Congressional action in 1990 makes the use of section 111(d) even more controversial. In that year, Congress, as part of lengthy amendments to the Act, adopted two apparently conflicting amendments to section 111(d). One provision, originating in the Senate, made a minor conforming change that continued section 111(d)’s traditional coverage of pollutants regulated neither by ambient air quality or hazardous air pollutant standards.
But a provision originating in the House appears to take a different approach. On its face, it prohibits the use of section 111(d) to regulate any source category that is also regulated under the hazardous air pollutant program. Because the EPA has set hazardous air pollutant standards for electricity generators, the House provision would apparently forbid EPA from using section 111(d) to regulate generators.
The EPA asserts that the two amendments are actually not in conflict. The agency points out that following the literal language of the House’s provision would create a gap in regulation for harmful pollutants that are not appropriate for regulation under the national ambient air quality standards or hazardous air pollutant program, but come from sources being regulated for a hazardous air pollutant. Seeing no evidence that Congress intended such a gap — indeed, Congress was silent on what either amendment meant – the EPA concludes that the House amendment, like the Senate amendment, merely continues the traditional approach.
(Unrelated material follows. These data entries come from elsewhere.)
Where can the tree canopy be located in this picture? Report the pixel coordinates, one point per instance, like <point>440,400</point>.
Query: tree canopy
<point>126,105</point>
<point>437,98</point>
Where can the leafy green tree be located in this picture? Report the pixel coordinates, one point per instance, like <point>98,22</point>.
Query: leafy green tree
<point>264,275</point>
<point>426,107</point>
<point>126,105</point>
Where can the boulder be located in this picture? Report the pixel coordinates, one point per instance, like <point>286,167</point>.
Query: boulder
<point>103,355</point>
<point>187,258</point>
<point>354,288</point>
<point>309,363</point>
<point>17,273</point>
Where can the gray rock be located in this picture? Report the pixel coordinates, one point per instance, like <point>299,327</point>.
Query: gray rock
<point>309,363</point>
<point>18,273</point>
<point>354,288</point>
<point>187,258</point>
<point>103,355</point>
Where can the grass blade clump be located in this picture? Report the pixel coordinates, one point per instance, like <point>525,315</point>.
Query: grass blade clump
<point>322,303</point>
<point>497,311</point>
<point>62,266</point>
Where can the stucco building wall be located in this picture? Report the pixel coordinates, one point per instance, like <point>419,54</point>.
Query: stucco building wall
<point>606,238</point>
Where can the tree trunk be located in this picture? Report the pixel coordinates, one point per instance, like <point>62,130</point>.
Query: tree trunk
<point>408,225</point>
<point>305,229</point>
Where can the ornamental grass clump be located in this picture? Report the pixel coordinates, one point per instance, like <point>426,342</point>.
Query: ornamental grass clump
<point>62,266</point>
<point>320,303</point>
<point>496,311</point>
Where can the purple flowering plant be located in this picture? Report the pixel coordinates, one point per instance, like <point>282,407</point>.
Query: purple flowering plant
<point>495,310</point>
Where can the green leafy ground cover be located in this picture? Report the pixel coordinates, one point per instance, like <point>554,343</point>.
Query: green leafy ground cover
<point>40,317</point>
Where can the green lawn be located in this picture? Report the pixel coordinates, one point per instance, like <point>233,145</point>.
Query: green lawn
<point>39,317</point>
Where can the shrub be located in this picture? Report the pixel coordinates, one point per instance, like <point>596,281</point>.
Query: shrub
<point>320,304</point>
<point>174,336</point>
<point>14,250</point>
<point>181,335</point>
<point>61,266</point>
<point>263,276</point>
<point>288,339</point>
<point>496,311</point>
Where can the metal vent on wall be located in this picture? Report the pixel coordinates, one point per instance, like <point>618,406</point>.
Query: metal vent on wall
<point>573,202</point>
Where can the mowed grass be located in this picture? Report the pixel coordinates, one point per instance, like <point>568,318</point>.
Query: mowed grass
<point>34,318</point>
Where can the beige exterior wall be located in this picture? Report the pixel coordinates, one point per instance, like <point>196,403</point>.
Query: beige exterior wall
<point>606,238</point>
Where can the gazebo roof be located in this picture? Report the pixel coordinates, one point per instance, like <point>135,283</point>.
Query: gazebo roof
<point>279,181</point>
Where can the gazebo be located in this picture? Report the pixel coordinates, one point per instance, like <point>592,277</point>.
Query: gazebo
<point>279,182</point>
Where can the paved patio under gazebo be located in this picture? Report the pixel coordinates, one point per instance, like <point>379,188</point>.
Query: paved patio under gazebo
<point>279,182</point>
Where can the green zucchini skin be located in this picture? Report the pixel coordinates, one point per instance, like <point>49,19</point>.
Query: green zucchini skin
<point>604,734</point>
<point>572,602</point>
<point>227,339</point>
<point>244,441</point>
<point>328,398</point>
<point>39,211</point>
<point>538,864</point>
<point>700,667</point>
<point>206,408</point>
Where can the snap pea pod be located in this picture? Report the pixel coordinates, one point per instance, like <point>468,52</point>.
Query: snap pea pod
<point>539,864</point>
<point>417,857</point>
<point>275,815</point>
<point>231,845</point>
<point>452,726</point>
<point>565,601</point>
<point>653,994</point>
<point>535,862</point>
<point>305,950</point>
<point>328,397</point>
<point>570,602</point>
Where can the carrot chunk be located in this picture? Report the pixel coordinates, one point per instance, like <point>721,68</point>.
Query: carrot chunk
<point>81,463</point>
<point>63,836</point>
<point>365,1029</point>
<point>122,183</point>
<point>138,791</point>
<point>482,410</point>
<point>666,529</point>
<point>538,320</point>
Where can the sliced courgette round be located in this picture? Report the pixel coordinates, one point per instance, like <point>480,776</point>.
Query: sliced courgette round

But the EPA’s position arguably is not easy to reconcile with the rather straightforward language of the House amendment. Moreover, it is at least plausible that Congress did intend to create a gap. The hazardous air pollutant program was extensively tightened in 1990, and Congress may have thought that a source category should not be subject both to that program and section 111(d). Indeed, this would parallel what happened with regulation of emissions of hazardous air pollutants from electricity generators. Congress specifically said in 1990, in section 112(n) of the Act, that utility emissions of hazardous air pollutants like mercury could be regulated only after a special finding by the EPA that regulation would be appropriate and necessary. Here, too, Congress was concerned about an industry that was going to be controlled sharply under newly-established parts of the Act.
The EPA and its allies say they have strong arguments in favor of the Plan on these and other points (e.g., on whether a plant can be required to take steps “outside the fenceline” to reduce its emissions). All that can be stated for sure is that the Plan’s validity is being sharply challenged. But it is far from clear that the Court’s stay will have a substantial effect.